Revert "Mount cgroups in the container" #30

crosbymichael · 2014-06-17T18:44:37Z

We need to think about this more before enabling this change. It is blowing up with read only filesystem errors when running nested containers ( docker's privileged usecase ) and we need to make sure this is something we want people depending on always being there in the future.

This reverts commit b441dfa.

Docker-DCO-1.1-Signed-off-by: Michael Crosby michael@docker.com (github: crosbymichael)

This reverts commit b441dfa. Docker-DCO-1.1-Signed-off-by: Michael Crosby <michael@docker.com> (github: crosbymichael)

crosbymichael · 2014-06-17T18:47:09Z

ping @vmarmol

vmarmol · 2014-06-17T18:54:07Z

LGTM

vmarmol · 2014-06-17T18:56:04Z

Yeah, for that usecase Docker will want these to be mounted RW. I think it makes sense to do that. Do we know if that will fix the issues?

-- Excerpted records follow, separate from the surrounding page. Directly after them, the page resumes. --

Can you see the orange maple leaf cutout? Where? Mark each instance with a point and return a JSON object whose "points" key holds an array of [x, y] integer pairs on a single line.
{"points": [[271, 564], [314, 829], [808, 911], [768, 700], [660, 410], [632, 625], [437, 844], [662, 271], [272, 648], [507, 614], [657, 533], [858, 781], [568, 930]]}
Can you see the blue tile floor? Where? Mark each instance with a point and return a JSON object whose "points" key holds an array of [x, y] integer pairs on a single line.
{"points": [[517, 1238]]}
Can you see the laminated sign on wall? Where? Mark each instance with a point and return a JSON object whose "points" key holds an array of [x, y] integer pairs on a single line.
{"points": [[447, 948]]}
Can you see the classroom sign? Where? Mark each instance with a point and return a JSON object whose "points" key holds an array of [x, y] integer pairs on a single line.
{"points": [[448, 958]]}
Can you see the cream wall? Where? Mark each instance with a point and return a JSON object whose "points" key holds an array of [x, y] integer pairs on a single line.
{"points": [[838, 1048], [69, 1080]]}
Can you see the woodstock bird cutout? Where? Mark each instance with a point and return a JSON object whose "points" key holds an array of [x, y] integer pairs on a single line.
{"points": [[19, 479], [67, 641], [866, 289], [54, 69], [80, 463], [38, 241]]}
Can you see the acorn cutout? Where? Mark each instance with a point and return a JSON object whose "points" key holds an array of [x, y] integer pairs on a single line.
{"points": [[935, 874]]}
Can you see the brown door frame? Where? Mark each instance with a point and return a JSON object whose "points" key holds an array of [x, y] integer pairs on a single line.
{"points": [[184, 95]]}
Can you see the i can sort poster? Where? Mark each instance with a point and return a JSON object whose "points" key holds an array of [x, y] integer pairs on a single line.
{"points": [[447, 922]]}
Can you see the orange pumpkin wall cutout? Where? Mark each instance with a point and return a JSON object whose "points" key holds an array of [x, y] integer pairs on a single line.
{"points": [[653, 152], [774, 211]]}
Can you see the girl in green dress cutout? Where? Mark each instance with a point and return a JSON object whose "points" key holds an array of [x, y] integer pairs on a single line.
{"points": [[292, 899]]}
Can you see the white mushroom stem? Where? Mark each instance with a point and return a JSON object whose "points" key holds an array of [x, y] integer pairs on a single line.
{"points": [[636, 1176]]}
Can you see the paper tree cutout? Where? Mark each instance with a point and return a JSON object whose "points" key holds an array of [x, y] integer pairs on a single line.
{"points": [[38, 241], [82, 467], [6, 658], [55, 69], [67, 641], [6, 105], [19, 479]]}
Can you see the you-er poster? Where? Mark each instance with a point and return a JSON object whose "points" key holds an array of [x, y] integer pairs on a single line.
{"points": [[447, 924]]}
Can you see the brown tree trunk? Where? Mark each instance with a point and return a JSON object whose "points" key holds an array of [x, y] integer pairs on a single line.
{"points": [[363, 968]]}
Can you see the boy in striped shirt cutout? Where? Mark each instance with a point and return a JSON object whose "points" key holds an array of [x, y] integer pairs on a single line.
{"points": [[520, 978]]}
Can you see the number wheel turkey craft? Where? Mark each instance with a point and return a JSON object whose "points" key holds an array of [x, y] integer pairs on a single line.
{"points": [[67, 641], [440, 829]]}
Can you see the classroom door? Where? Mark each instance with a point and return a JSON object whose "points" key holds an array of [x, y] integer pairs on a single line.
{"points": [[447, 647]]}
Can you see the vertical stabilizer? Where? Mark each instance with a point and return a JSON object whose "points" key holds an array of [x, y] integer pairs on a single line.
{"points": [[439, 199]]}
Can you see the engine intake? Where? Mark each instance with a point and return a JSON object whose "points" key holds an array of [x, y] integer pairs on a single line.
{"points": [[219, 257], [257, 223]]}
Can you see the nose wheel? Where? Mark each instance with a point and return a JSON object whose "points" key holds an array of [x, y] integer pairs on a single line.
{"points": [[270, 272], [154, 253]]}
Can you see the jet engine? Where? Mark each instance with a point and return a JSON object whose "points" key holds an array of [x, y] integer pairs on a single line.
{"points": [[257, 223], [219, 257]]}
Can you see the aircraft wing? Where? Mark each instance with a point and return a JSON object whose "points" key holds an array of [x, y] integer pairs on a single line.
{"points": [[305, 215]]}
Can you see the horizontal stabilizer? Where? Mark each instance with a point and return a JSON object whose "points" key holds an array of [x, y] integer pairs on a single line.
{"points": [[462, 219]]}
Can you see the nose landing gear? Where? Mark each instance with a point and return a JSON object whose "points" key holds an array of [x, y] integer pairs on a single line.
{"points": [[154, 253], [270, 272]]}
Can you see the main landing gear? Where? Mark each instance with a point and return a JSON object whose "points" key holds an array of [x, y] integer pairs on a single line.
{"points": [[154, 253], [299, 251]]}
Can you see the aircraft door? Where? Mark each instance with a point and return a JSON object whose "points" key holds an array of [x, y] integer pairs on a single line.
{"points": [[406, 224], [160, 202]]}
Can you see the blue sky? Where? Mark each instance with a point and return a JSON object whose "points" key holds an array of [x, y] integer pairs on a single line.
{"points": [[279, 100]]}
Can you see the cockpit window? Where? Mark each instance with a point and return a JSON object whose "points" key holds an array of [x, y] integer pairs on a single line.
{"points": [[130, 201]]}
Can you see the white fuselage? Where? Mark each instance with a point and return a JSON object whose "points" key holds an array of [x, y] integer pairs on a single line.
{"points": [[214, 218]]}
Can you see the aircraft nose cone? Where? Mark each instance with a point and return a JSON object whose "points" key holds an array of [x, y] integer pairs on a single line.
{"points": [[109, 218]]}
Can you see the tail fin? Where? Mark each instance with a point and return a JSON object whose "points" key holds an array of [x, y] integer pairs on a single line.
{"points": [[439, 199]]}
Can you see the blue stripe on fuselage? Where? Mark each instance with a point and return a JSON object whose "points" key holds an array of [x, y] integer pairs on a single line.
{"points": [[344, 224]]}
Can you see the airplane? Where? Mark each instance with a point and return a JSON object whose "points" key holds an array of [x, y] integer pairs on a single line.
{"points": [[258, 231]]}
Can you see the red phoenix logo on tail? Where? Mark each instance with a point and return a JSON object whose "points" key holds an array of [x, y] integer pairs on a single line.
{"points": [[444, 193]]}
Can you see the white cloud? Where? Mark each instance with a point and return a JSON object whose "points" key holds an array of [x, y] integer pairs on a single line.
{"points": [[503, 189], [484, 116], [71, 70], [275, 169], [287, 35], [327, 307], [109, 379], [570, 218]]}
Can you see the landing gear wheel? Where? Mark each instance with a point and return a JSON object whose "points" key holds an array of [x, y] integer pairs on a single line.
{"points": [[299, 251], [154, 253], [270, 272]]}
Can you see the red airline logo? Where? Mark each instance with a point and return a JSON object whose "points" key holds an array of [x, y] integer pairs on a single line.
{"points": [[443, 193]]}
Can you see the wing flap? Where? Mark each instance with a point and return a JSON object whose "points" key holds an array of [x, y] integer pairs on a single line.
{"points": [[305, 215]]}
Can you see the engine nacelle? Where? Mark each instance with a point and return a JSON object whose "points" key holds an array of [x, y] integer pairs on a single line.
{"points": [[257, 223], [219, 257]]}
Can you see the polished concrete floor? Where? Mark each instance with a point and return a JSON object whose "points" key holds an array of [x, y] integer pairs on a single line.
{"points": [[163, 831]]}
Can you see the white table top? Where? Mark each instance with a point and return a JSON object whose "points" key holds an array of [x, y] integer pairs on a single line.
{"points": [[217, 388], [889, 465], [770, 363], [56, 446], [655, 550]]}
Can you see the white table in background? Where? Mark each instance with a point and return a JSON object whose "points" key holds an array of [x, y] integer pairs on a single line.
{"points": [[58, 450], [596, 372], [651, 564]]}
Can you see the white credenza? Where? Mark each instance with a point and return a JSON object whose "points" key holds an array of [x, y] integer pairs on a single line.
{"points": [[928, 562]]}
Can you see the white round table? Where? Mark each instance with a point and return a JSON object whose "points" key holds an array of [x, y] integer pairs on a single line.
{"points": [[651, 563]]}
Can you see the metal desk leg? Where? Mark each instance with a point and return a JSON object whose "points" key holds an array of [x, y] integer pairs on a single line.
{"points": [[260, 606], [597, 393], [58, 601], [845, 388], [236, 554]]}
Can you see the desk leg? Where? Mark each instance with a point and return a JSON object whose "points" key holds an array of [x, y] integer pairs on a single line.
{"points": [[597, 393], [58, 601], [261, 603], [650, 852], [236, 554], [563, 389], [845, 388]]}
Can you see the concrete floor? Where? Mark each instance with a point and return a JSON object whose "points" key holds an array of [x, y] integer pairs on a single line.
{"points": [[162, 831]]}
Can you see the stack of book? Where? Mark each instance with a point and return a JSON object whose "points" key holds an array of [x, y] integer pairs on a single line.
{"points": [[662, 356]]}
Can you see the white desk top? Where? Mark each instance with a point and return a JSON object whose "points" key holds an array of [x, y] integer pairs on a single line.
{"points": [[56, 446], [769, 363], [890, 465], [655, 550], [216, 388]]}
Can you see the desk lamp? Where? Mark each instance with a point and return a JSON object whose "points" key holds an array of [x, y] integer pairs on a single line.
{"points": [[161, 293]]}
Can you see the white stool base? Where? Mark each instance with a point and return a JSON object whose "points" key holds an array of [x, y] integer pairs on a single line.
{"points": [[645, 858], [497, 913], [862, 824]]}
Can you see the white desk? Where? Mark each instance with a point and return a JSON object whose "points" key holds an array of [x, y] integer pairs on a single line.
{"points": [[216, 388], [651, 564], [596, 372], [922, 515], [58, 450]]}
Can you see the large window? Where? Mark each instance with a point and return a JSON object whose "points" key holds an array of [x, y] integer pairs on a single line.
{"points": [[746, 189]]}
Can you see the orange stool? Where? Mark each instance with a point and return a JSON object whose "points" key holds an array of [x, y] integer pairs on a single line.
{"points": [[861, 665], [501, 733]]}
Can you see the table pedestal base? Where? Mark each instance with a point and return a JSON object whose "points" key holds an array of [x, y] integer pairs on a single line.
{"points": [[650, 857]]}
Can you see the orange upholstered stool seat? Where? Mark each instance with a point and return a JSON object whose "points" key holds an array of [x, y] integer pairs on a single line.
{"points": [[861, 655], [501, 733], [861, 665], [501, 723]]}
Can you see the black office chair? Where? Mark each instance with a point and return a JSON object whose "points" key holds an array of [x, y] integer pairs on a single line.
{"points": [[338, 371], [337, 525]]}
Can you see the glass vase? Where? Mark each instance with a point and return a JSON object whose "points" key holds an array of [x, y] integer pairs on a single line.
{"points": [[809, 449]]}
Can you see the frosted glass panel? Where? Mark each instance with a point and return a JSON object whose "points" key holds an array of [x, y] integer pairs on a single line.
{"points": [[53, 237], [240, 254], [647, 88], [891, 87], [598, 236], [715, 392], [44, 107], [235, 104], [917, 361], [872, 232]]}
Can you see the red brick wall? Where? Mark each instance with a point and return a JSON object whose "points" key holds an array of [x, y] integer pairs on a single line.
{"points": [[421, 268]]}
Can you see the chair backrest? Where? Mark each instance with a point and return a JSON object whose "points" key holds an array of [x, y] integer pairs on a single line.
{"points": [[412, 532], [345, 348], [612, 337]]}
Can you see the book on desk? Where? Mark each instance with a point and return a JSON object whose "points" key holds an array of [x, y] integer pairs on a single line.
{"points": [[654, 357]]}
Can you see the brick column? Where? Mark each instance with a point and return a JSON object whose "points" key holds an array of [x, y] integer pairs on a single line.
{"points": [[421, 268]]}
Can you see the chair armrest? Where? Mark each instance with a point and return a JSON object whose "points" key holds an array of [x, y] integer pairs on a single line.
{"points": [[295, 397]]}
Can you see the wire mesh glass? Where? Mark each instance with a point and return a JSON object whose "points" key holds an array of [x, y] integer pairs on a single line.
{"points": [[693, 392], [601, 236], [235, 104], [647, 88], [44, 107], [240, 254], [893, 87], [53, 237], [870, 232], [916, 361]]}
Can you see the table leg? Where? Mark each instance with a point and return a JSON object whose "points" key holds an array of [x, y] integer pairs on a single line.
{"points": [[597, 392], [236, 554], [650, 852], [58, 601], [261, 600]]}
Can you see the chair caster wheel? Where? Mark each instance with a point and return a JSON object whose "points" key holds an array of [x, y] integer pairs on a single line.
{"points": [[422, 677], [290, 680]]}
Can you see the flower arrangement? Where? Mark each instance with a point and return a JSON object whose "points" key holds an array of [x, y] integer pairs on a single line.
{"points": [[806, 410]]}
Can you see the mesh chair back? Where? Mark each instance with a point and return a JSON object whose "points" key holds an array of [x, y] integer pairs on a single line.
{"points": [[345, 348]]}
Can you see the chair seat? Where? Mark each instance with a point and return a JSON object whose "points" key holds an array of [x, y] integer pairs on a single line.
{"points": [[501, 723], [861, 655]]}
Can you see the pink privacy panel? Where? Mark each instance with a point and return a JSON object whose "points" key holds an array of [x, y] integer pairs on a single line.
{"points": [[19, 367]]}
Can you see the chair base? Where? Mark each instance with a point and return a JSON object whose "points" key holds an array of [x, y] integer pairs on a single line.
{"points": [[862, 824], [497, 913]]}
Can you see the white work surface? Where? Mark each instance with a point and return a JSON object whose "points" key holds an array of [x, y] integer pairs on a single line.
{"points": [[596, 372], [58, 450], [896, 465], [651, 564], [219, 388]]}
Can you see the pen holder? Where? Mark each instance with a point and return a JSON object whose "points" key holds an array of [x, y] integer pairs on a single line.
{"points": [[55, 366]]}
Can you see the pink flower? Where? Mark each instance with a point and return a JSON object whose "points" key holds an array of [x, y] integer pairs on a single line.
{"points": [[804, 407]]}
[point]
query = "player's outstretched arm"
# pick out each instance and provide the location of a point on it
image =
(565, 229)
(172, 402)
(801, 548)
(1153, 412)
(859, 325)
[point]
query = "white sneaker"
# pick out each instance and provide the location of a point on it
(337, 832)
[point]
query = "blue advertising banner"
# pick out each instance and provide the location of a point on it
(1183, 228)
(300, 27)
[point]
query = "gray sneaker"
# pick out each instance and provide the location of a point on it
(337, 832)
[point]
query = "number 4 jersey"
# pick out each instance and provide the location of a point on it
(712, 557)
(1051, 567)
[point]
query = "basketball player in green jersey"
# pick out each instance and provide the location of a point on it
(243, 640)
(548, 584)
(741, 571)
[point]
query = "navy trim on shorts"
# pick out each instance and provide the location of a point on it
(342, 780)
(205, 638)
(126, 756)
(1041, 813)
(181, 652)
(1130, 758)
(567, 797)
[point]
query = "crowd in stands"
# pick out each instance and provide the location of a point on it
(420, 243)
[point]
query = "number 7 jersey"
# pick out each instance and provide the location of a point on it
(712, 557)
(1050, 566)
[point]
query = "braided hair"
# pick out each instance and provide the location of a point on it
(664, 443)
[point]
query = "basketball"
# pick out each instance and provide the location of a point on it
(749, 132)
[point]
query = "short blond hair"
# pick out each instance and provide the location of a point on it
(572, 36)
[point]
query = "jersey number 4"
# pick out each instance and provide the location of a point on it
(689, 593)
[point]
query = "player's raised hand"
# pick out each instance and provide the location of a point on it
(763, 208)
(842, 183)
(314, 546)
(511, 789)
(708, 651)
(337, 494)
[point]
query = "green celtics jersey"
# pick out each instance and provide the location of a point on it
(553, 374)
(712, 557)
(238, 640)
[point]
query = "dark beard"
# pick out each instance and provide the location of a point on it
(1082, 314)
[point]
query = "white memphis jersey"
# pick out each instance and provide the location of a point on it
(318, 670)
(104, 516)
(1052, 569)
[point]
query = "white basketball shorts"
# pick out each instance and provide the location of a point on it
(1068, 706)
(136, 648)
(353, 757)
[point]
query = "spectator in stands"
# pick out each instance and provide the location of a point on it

crosbymichael · 2014-06-17T18:59:49Z

Not just docker but there are existing users that are mounting the full cgroup fs in containers at that same location.

I think we will have to rethink how we want to set this up and make it so the user can configure the options to mount this in as RO or RW and not force a default.

I think the goal is nested containers right?

Revert "Mount cgroups in the container"

vmarmol · 2014-06-17T19:04:28Z

Yes, the goal is nested containers.

We can probably do a split where we mount your container RW and everything else RO. Also provide a flag to mount "everything else" RW (in the case of some supervisor container).

alexlarsson · 2014-06-17T19:55:24Z

Well, one goal is nested containers. Another goal is running e.g. systemd or other cgroups using apps. For instance, reading back cgroups performance stats for your own processes.

alexlarsson · 2014-06-17T19:56:43Z

For possible options to do this, see what lxc 1.0 exposes for this: https://qa.linuxcontainers.org/master/current/doc/man/lxc.container.conf.5.html, the lxc.mount.auto option.

alexlarsson · 2014-06-18T09:19:01Z

What about we make this a libcontainer option, with possible values similar to the ones in lxc, and then we make the default for a privileged container to get the full host cgroup rw, and the default for non-privileged systems something like the reverted commit (which is almost the same as cgroup-full:mixed in lxc).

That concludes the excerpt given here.